Within the first few months of the EPA, Ruckelshaus successfully defined a broad, coherent antipollution mission, and laid the groundwork for an effective regulatory framework. After he defined the mission of the EPA, Ruckelshaus then set about communicating this mission to the American people. What he saw as the EPA’s “most important imperative” was to demonstrate its willingness “to respond to the legitimate demands of the people.” A week after his confirmation, Ruckelshaus filed suit against Atlanta, Detroit, and Cleveland for polluting rivers in violation of water quality standards. Suits against major industry players, including Jones and Laughlin Steel Company and Armco Steel Company followed shortly after. Less than a week after that, Ruckelshaus established 10 regional EPA offices across the US to engage more deeply in local environmental issues.
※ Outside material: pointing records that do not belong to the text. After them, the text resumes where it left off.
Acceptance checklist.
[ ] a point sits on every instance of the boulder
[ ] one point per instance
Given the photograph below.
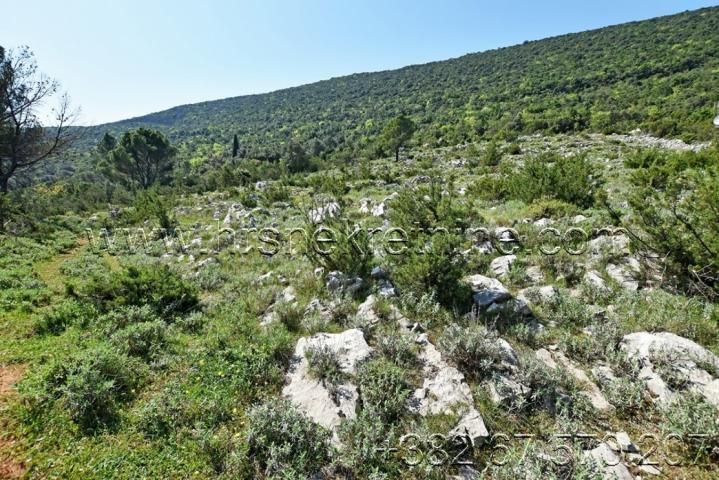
(608, 463)
(590, 389)
(487, 291)
(386, 289)
(625, 274)
(320, 214)
(365, 206)
(366, 313)
(310, 395)
(593, 279)
(690, 357)
(500, 265)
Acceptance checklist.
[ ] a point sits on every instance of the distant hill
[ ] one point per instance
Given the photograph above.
(660, 75)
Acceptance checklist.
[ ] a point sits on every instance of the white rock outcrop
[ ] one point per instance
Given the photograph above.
(690, 358)
(309, 394)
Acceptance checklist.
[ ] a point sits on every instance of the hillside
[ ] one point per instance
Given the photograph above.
(659, 75)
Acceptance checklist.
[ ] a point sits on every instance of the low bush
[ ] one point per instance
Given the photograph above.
(673, 199)
(399, 349)
(324, 365)
(384, 390)
(144, 340)
(550, 176)
(93, 385)
(62, 315)
(349, 253)
(474, 349)
(156, 286)
(283, 443)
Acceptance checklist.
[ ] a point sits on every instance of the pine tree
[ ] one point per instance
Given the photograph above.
(235, 146)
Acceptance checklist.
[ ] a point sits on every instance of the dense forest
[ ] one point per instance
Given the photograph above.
(659, 75)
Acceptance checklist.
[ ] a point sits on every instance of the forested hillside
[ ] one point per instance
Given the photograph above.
(659, 75)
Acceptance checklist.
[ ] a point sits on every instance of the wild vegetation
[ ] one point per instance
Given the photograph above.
(557, 275)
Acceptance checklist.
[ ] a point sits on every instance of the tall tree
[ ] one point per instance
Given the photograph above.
(106, 144)
(235, 146)
(143, 157)
(397, 133)
(297, 158)
(24, 143)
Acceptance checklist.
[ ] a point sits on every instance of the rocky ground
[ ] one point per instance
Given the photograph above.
(565, 366)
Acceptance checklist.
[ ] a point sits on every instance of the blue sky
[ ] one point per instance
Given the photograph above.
(119, 59)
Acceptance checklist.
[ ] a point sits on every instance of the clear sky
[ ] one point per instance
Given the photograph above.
(123, 58)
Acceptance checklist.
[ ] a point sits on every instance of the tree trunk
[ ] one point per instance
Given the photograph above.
(3, 203)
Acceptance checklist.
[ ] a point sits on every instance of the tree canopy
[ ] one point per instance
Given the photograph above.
(397, 133)
(143, 157)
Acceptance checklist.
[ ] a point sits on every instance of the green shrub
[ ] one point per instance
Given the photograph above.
(364, 438)
(324, 365)
(144, 340)
(552, 389)
(350, 253)
(399, 349)
(674, 206)
(489, 188)
(474, 349)
(124, 316)
(491, 156)
(278, 191)
(551, 208)
(62, 315)
(156, 286)
(437, 272)
(602, 343)
(93, 385)
(565, 310)
(283, 443)
(384, 390)
(570, 179)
What would life in the US be like without an effective EPA? In order to imagine this, we should realize what the environment was like before the EPA was created in 1970. The EPA made spectacular progress in cleaning up the environment over the first 30 years of its existence. This may be why our memory of what it was like in the 1950s and 1960s has been all but wiped out: the most visible pollution has been removed from our view.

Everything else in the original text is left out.